My memory of seeing Zola for the first time a year and a half ago at the 2020 Sundance Film Festival is so vivid, I was convinced certain recollections were possibly the product of exhaustion and high altitude. So imagine my surprise when seeing director/co-writer Janicza Bravo’s (Lemon, HBO’s In Treatment revival) latest work again recently and realizing that every crazy, sleazy, warped thing I thought I saw was real and even better than I’d recalled. This amped-up story of two strippers going on a road trip from Detroit to Florida to dance for big money turns into something mind-bending, hilarious, dangerous, and dazzling.

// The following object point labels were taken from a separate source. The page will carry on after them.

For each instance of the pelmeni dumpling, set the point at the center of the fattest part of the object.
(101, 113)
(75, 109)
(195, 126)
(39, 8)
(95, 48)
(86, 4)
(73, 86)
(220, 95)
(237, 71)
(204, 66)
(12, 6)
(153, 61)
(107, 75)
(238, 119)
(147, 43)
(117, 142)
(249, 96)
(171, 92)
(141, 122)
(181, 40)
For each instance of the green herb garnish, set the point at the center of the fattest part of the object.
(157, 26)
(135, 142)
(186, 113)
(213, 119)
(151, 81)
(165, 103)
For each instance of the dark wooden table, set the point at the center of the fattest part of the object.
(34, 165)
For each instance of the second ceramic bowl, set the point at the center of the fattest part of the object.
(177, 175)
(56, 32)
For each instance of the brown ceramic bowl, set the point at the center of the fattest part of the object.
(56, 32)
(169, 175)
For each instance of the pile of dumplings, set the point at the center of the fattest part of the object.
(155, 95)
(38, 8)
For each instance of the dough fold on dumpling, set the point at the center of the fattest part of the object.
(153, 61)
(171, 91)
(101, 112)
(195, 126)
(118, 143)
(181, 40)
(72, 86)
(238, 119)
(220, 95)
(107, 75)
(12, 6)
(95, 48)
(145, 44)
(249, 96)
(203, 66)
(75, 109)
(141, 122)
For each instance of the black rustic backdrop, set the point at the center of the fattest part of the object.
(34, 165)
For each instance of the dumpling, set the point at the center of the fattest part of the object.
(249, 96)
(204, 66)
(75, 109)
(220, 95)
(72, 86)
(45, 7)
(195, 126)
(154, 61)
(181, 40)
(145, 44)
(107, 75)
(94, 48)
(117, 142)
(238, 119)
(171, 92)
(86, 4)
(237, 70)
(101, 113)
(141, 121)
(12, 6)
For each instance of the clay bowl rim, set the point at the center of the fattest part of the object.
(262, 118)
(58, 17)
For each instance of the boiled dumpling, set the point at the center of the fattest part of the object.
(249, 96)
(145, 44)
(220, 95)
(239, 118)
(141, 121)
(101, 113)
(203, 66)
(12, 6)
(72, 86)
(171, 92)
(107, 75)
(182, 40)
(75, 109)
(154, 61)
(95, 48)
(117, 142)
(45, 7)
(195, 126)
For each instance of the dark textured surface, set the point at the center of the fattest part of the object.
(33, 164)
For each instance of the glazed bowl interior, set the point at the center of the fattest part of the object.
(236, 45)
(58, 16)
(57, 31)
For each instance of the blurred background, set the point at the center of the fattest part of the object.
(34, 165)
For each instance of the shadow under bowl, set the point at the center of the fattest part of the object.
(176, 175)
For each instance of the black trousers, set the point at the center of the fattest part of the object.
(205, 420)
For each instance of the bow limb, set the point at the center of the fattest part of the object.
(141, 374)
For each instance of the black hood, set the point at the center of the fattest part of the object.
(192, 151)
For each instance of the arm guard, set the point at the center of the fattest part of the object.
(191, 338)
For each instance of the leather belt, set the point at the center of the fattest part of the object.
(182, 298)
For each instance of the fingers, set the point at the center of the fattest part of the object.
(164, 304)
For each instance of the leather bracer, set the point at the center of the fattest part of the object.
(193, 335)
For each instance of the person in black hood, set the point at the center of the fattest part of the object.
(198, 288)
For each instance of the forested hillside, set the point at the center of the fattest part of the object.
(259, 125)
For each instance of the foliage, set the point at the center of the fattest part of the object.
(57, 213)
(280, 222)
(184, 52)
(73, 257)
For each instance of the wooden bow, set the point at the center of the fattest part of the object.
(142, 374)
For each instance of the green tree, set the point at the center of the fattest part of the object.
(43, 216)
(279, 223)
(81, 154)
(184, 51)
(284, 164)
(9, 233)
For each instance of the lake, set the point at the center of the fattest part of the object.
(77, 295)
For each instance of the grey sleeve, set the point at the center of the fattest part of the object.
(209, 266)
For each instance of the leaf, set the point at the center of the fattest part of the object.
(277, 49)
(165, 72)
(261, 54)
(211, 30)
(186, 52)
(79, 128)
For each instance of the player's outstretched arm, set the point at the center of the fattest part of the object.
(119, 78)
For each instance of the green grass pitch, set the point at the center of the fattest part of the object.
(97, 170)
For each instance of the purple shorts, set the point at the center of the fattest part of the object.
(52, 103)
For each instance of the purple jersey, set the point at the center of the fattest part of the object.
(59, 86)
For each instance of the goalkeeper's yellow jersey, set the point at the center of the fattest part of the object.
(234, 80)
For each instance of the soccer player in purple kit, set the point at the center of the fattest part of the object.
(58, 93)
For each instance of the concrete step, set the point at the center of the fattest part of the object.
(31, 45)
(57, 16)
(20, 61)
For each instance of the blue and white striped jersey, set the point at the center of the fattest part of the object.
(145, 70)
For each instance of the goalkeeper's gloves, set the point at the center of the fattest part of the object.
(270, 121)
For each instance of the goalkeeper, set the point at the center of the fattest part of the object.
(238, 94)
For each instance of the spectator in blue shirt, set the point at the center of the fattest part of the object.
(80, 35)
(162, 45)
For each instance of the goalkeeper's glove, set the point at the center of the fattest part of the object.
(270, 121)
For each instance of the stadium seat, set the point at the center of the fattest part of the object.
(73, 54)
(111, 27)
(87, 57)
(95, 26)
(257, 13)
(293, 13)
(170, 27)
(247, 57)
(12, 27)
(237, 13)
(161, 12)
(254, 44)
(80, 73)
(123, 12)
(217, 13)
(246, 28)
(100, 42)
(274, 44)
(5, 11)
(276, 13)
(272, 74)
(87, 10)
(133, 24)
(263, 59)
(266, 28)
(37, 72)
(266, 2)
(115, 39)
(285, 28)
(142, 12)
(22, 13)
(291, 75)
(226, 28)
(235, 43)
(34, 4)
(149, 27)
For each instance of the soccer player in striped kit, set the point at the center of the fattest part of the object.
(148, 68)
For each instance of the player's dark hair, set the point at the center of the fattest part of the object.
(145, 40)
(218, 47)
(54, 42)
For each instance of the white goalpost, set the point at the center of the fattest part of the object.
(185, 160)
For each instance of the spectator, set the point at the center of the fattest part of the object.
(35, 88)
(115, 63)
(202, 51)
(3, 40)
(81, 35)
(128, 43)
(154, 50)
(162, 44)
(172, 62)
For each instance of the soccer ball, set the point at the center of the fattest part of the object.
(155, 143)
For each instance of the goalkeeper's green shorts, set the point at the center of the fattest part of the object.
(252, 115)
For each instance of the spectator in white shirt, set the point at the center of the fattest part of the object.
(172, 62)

Image courtesy of A24The story is notoriously based on a 148-part Twitter thread by A’Ziah King, aka Zola (played by Taylour Page, Ma Rainey’s Black Bottom, Boogie), a struggling waitress and sometime-dancer who strikes up a surprisingly close friendship with a customer named Stefani (Riley Keough, putting on an accent that “cultural appropriation” doesn’t even begin to describe). Within a day, the two have texted each other into a lather, and Stefani proposes the two drive down to Florida with her “roommate” (Colman Domingo, referred to as X in the credits, but I don’t think he’s ever given an understandable name), so they can dance at a high-end club for money. The three are joined by Stefani’s heartsick boyfriend Derrek (Nick Braun), and from the get-go, things feel off, and Zola (through very sharp narration) points out certain moments in her adventure where she was or should have been more suspicious.

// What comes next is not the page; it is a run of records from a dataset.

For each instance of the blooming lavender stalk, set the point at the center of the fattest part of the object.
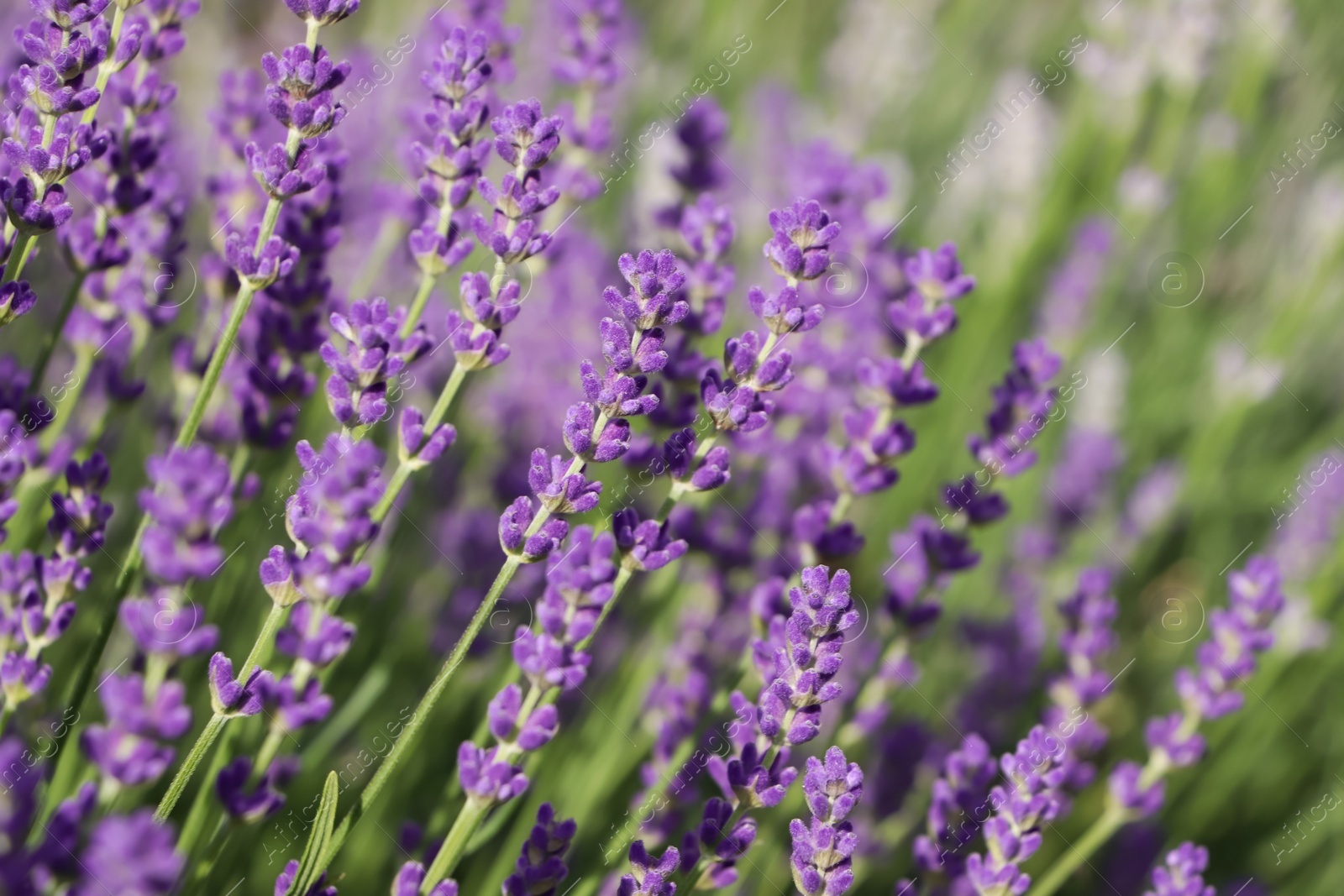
(586, 60)
(575, 600)
(47, 143)
(526, 139)
(596, 429)
(145, 710)
(927, 551)
(125, 257)
(1182, 873)
(454, 159)
(300, 100)
(541, 866)
(44, 604)
(799, 680)
(823, 849)
(1240, 631)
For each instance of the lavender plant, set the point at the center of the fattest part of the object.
(617, 617)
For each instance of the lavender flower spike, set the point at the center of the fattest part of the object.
(228, 698)
(409, 879)
(823, 851)
(541, 867)
(1182, 873)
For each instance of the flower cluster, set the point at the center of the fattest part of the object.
(578, 584)
(823, 851)
(454, 157)
(541, 866)
(375, 352)
(1238, 633)
(1182, 873)
(147, 710)
(37, 594)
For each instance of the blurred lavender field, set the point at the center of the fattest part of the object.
(913, 419)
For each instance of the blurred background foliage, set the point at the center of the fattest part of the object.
(1171, 129)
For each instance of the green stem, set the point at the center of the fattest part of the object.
(188, 768)
(18, 257)
(118, 16)
(474, 813)
(427, 705)
(417, 308)
(1081, 851)
(468, 821)
(261, 649)
(407, 466)
(202, 805)
(71, 401)
(39, 369)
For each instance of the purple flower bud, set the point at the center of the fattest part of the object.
(486, 779)
(710, 472)
(1166, 734)
(30, 212)
(293, 708)
(260, 269)
(323, 13)
(414, 448)
(580, 422)
(649, 878)
(822, 857)
(318, 642)
(530, 548)
(228, 698)
(277, 577)
(304, 73)
(437, 253)
(486, 308)
(129, 855)
(559, 490)
(22, 678)
(832, 788)
(524, 136)
(801, 244)
(550, 663)
(410, 878)
(616, 394)
(752, 783)
(69, 13)
(732, 407)
(281, 177)
(265, 799)
(644, 546)
(893, 382)
(784, 313)
(1126, 790)
(474, 347)
(188, 503)
(534, 732)
(707, 230)
(937, 275)
(541, 867)
(1182, 873)
(17, 300)
(374, 354)
(655, 282)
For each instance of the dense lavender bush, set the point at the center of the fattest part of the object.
(396, 497)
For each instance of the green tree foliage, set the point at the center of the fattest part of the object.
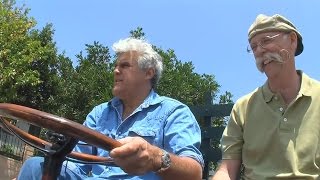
(93, 79)
(28, 73)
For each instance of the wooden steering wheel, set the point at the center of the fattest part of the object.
(56, 153)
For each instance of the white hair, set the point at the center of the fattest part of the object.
(147, 56)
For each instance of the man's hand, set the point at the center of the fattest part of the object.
(136, 156)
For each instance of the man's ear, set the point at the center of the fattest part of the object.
(150, 72)
(294, 40)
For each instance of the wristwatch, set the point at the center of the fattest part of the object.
(165, 161)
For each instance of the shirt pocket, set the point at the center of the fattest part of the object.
(147, 133)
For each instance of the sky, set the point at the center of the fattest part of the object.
(210, 33)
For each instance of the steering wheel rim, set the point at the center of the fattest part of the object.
(60, 125)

The drive down is promising, with a great deal of amped-up music, singing, laughing and storytelling, with Zola mostly sitting back and taking it all in, attempting to understand the dynamic and exactly what Domingo’s role is in all of this. (He’s basically a pimp, in case you were wondering.) Not surprisingly, the strip club is a bust, so Domingo and Stefani set up a series of dates for Stefani at a bargain basement price that Zola hates being anywhere near. She understands the market for sex well enough to know that men will pay a great deal more to be with Stefani. This may seem like a point in the movie where things get dark, but Zola is such a source of constant electricity, it never allows the sex work part of the story to seem like anything more than Zola showing how smart and quick she is on her feet, as she sits on the sideline while Stefani takes on one client after another in rapid succession (a montage of the variety of male private parts that she has to deal with is particularly…memorable).
There’s a side story about Derrek, who is essentially left out of the loop and back in the hotel room because no one wants him to know what Stefani is up to (even though it seems pretty clear, despite his being a raging dummy); he makes friends with a local named Dion (Jason Mitchell), a relationship that comes back to haunt everybody in the film’s final act. Filmmaker Bravo is smart never to judge these characters for the line of work they’re in or how smart/not smart they are, but she also makes it clear that certain choices have very particular repercussions. She embraces the sleazy aspects of the setting, which allow her characters to feel shame. That being said, Stefani is a bit of a habitual liar and possibly a sociopath in terms of how she uses people to achieve her goals. For example, she says she is a prostitute because she needs to take care of her daughter—a daughter we never see and no one else in her life even mentions. Take from that what you will.
A particular highlight of Zola occurs about two-thirds into the story, when the film changes perspective and we see most of the movie through Stefani’s eyes; the film’s title even temporarily changes to Stefani, and it tells the story of a Jesus-loving young woman who was seduced by the sinful Zola into doing such terrible things in Florida (this part of the movie is based on a rebuttal post by the real Stefani in response to Zola’s Twitter thread). The sequence is especially fantastic because it shows us the true power of Keough’s range. She and Paige perfectly complement each other as Zola provides the story’s only steadying force, while the rest of her surroundings are pure chaos.
Shot in 16mm, Zola is a fully charged electric tower of a film, emitting lightning bolts of pure talent, excitement, dancing and music. The film never tries to throw in any sentimental nonsense—this is not that type of party—but that doesn’t stop us from caring about these characters and attempting to guess where their two-day journey of “hoeism” will take them and us. It feels like a wake-up call to a world I never knew existed, but now that I know about it, I’ll never forget it.
The film is now playing in theaters.